The effect of polymer matrix type on the retention of homologues of alkanoic (a) and alkanesulfonic acids (b).
3.3.2. Effect of ion-exchange capacity
The matrix hydrophobicity measurement results need some correction by taking into consideration differences in charge densities and surface areas of studied adsorbents. Obviously, for the surface area of ion exchangers (S, m2/g) the density of charged groups is proportional to ion-exchange capacity (Q/S, μequiv/g), so the surface area (S) variation may increase or decrease apparent hydrophobicity of anion-exchanger depending on properties of the polymer matrix. The accurate evaluation of this effect is complicated due to the absence of accurate data on the porous structure of studied anion-exchangers and on the exact chemistry of substitutes in –N+R3 functional groups. However, it was possible to compare hydrophobicity for anion-exchangers PRP-X100 and Metrosep A8 which have a similar PS-DVB matrix, but the different ion-exchange capacities of 71 and 700 μeq/col, respectively as normalized for 150 × 4.0 mm ID columns. The methylene increment value α(CH2)CA = 0.387 obtained for high capacity Metrosep A8 anion-exchanger was found to be less than α(CH2)CA = 0.489 for PRP-X100. The lower surface density of charged groups for PRP-X100 contributes to its higher hydrophobicity as compared with Metrosep A8. Interestingly, according to Lee [45], the functionalisation degree of aromatic rings located on the surface of PRP X-100 is only about 0.15, so one can expect either functionalization of the matrix in internal volumes or higher surface area for Metrosep A8. Nevertheless, the value α(CH2)CA = 0.387 obtained for Metrosep A matches well methylene selectivity value of 0.375 obtained for adsorption of alkanols homologues on Dowex 1X8 anion-exchange resin in chloride form with the ion-exchange capacity of 3500 μeq/g [29]. The obtained results keep demonstrating the possible effects of charge density and ion capacity of anion-exchangers on hydrophobic selectivity.

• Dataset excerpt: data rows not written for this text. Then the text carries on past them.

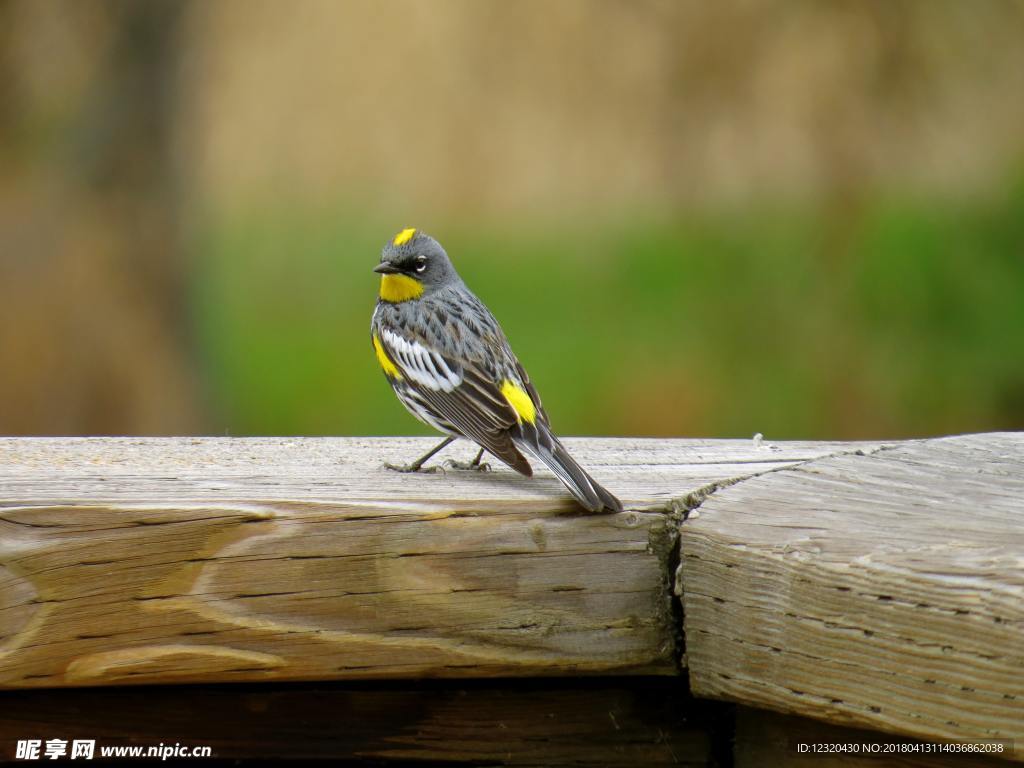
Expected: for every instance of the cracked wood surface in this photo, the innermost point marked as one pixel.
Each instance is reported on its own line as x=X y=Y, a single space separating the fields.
x=883 y=591
x=132 y=560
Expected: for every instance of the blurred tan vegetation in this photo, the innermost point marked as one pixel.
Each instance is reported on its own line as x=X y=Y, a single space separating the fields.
x=801 y=218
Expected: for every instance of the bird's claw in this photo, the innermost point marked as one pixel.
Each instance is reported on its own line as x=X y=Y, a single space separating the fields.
x=467 y=466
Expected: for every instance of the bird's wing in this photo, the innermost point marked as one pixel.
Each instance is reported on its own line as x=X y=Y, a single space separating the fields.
x=462 y=392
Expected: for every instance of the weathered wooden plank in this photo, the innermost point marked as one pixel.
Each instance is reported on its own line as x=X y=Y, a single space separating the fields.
x=884 y=591
x=216 y=559
x=633 y=722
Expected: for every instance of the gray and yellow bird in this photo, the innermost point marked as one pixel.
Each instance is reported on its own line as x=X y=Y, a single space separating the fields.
x=449 y=361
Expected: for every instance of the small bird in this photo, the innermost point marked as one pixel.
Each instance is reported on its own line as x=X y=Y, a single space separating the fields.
x=450 y=364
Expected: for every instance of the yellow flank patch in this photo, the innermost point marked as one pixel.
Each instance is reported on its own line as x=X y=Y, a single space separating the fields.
x=403 y=237
x=519 y=400
x=390 y=369
x=395 y=288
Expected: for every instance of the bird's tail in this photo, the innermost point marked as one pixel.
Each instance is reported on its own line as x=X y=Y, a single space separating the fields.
x=590 y=494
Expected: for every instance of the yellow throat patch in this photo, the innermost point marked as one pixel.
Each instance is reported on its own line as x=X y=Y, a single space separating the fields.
x=403 y=237
x=396 y=288
x=519 y=400
x=390 y=369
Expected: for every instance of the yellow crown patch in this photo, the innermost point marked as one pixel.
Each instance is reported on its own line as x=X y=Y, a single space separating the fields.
x=403 y=237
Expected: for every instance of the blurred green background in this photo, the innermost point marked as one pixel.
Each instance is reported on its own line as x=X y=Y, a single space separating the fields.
x=798 y=218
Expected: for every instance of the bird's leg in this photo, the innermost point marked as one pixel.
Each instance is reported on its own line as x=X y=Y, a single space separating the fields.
x=418 y=464
x=475 y=464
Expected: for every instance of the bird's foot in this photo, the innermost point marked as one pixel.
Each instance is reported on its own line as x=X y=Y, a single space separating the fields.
x=471 y=466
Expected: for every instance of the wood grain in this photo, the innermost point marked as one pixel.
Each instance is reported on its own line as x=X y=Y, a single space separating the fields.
x=216 y=559
x=606 y=722
x=884 y=591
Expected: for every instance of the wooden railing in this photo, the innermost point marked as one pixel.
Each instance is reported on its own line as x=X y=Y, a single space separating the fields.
x=870 y=585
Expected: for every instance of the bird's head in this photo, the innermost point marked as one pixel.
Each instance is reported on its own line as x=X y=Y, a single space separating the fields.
x=413 y=263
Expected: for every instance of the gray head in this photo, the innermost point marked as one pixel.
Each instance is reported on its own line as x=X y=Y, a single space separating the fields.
x=416 y=255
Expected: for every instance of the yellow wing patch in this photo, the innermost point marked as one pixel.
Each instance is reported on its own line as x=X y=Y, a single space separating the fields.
x=519 y=400
x=390 y=370
x=403 y=237
x=396 y=288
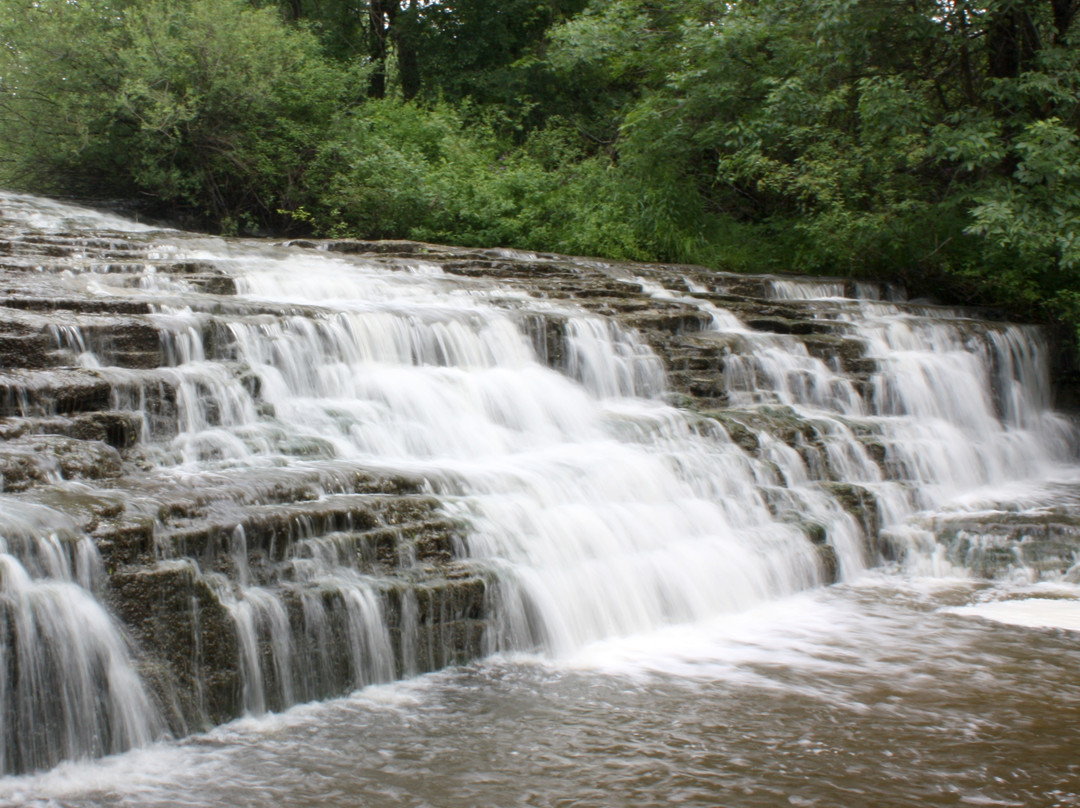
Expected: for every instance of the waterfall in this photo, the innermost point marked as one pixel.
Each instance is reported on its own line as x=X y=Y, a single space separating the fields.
x=350 y=468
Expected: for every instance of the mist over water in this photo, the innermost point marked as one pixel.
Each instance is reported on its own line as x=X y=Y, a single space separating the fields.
x=652 y=584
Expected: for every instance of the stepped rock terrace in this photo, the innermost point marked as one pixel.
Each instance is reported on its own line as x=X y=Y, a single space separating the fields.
x=239 y=475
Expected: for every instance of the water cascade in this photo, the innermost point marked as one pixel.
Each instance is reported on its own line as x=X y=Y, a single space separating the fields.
x=239 y=475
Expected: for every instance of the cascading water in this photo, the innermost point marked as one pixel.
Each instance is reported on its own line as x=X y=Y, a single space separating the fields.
x=356 y=468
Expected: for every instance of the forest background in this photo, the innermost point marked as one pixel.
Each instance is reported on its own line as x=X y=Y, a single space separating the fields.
x=928 y=142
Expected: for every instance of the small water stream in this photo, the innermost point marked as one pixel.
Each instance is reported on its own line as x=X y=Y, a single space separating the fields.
x=328 y=471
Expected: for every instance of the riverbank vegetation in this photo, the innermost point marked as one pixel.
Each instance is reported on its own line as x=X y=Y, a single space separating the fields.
x=931 y=142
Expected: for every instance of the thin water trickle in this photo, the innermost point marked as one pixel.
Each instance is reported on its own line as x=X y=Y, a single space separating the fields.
x=360 y=468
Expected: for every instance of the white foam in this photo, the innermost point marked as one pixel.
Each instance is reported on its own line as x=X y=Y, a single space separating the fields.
x=1035 y=613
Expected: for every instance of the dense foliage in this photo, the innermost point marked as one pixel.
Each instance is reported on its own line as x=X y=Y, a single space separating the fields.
x=936 y=142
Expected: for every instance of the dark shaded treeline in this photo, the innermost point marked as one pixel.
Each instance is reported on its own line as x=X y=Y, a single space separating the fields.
x=930 y=142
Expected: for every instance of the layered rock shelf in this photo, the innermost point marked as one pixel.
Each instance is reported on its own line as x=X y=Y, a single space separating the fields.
x=127 y=399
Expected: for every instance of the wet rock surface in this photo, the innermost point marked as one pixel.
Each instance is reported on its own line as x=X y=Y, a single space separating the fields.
x=91 y=374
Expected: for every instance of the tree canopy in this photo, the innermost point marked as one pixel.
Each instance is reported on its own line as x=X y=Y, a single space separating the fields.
x=935 y=142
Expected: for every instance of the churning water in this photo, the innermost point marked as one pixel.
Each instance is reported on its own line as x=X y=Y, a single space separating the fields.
x=656 y=627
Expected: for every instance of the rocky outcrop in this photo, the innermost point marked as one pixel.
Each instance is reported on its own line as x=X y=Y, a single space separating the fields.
x=90 y=399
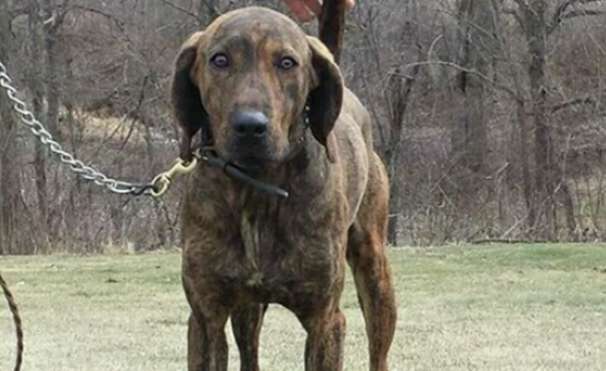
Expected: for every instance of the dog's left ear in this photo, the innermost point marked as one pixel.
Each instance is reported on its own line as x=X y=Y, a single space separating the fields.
x=326 y=97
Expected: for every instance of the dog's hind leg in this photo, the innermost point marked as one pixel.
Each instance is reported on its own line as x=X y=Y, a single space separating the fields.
x=372 y=275
x=207 y=345
x=246 y=323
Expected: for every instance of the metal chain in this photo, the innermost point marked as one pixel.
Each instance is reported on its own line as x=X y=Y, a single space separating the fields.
x=81 y=169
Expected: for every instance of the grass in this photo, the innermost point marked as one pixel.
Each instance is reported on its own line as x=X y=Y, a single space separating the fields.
x=523 y=307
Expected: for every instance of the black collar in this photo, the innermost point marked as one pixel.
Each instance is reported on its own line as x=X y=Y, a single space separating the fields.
x=208 y=154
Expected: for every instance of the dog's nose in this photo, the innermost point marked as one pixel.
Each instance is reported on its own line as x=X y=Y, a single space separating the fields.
x=251 y=124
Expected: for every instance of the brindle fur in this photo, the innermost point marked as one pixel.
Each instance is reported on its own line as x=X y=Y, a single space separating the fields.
x=244 y=249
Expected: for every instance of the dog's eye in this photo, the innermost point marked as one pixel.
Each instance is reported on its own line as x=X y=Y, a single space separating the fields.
x=287 y=63
x=220 y=60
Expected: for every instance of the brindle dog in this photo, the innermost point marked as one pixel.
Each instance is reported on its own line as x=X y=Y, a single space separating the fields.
x=256 y=83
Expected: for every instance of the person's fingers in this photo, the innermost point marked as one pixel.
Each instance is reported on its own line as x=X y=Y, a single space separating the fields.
x=306 y=10
x=314 y=5
x=300 y=10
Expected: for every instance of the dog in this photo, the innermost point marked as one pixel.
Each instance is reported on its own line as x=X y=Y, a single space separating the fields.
x=272 y=102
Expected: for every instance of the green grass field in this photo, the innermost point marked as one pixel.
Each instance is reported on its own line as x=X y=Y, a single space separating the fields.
x=522 y=307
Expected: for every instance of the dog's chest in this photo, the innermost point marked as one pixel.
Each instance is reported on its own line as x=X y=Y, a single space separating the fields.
x=283 y=253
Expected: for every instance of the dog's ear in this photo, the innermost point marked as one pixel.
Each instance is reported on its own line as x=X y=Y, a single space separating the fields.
x=326 y=97
x=185 y=94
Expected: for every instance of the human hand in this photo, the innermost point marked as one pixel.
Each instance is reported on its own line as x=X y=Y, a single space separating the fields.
x=306 y=10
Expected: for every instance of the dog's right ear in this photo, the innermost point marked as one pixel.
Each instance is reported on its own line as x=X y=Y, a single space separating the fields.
x=185 y=95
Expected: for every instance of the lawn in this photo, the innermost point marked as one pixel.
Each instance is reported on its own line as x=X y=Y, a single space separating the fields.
x=492 y=307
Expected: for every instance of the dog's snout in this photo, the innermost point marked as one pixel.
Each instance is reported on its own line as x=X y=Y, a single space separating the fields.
x=250 y=124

It should be also underlined that hydrophilicity of –PhCH2N+(CH3)2CH2CH2OH functional group (logP = -3.94) typical for Type II resins is higher than that of –PhCH2N+(CH3)3 functional group (logP = -2.17) for Type I resins.
3.3.3. Effect of central core surface area
The matrix surface area of adsorbents is responsible for the interaction with alkyl radicals of organic acids, so an increase in the surface area should result in a proportional increase of hydrophobicity increments. This is a well established regularity in reversed phase HPLC. In IC and related mixed-mode HPLC the ideal experiment would require the preparation of a set of ion-exchangers with equal ion-exchange capacities but different surface areas, which is not a trivial synthetic task. However, some ion-exchange materials considered in this work matched this requirement, so their hydrophobicities were compared.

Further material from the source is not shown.